Dealing Disclosure Requirements
Under the provisions of Rule 8.3 of the Takeover Code (the 'Code'), if any person is, or becomes, 'interested' (directly or indirectly) in 1% or more of any class of 'relevant securities' of National Express or Stagecoach, all 'dealings' in any 'relevant securities' of that company (including by means of an option in respect of, or a derivative referenced to, any such 'relevant securities') must be publicly disclosed by no later than 3.30 pm (London time) on the London business day following the date of the relevant transaction. This requirement will continue until the date on which the offer becomes, or is declared, unconditional as to acceptances, lapses or is otherwise withdrawn or on which the 'offer period' otherwise ends. If two or more persons act together pursuant to an agreement or understanding, whether formal or informal, to acquire an 'interest' in 'relevant securities' of National Express or Stagecoach they will be deemed to be a single person for the purpose of Rule 8.3.

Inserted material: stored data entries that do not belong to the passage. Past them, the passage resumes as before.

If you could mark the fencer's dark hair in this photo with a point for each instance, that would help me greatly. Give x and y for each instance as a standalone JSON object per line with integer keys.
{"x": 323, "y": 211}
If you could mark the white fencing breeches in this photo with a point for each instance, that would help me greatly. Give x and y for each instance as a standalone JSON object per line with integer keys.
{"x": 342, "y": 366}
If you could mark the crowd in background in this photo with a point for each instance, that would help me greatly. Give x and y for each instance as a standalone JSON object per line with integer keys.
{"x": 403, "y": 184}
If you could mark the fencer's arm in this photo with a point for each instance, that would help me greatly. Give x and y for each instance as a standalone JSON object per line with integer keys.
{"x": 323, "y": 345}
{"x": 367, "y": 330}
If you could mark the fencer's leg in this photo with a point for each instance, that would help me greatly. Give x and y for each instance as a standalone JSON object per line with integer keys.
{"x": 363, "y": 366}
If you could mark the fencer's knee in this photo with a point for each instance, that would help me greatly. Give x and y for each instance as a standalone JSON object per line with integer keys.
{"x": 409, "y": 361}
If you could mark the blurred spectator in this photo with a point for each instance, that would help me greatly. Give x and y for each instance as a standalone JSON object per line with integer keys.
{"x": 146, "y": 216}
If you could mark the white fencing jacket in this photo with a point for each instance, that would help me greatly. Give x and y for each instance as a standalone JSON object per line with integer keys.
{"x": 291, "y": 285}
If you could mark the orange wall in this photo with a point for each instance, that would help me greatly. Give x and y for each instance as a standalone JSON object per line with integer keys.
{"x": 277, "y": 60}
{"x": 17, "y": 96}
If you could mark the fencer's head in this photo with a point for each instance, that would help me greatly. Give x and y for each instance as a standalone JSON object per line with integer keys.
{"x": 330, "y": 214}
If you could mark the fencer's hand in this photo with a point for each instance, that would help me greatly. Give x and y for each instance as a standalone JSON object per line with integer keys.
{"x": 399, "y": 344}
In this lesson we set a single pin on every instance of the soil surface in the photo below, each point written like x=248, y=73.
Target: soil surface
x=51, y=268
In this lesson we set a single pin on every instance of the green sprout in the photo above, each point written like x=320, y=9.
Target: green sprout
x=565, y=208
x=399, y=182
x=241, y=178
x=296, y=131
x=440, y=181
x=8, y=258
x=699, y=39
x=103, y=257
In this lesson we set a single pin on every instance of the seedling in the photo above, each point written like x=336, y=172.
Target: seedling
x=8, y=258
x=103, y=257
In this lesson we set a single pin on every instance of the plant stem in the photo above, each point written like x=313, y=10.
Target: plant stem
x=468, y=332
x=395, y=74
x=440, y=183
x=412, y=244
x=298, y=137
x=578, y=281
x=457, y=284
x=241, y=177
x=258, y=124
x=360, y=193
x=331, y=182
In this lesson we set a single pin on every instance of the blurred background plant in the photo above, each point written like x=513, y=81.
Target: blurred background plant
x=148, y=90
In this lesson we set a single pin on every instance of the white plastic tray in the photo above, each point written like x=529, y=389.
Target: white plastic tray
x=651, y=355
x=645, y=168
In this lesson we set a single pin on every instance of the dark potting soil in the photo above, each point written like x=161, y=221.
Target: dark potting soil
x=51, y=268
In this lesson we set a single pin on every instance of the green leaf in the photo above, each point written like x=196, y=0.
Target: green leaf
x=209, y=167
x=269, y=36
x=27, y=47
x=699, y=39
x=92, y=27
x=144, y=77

Under the provisions of Rule 8.1 of the Code, all 'dealings' in 'relevant securities' of National Express or Stagecoach by National Express or Stagecoach or by any of their 'associates', must be disclosed by no later than 12.00 noon (London time) on the London business day following the date of the relevant transaction.
A disclosure table, giving details of the companies in whose 'relevant securities' 'dealings' should be disclosed, and the number of such securities in issue, can be found on the Takeover Panel's website at www.thetakeoverpanel.org.uk.
'Interests in securities' arise, in summary, when a person has long economic exposure, whether absolute or conditional, to changes in the price of securities. In particular, a person will be treated as having an 'interest' by virtue of the ownership or control of securities, or by virtue of any option in respect of, or derivative referenced to, securities.
Terms in quotation marks are defined in the Code, which can also be found on the Takeover Panel's website. If you are in any doubt as to whether or not you are required to disclose a 'dealing' under Rule 8, you should consult the Panel.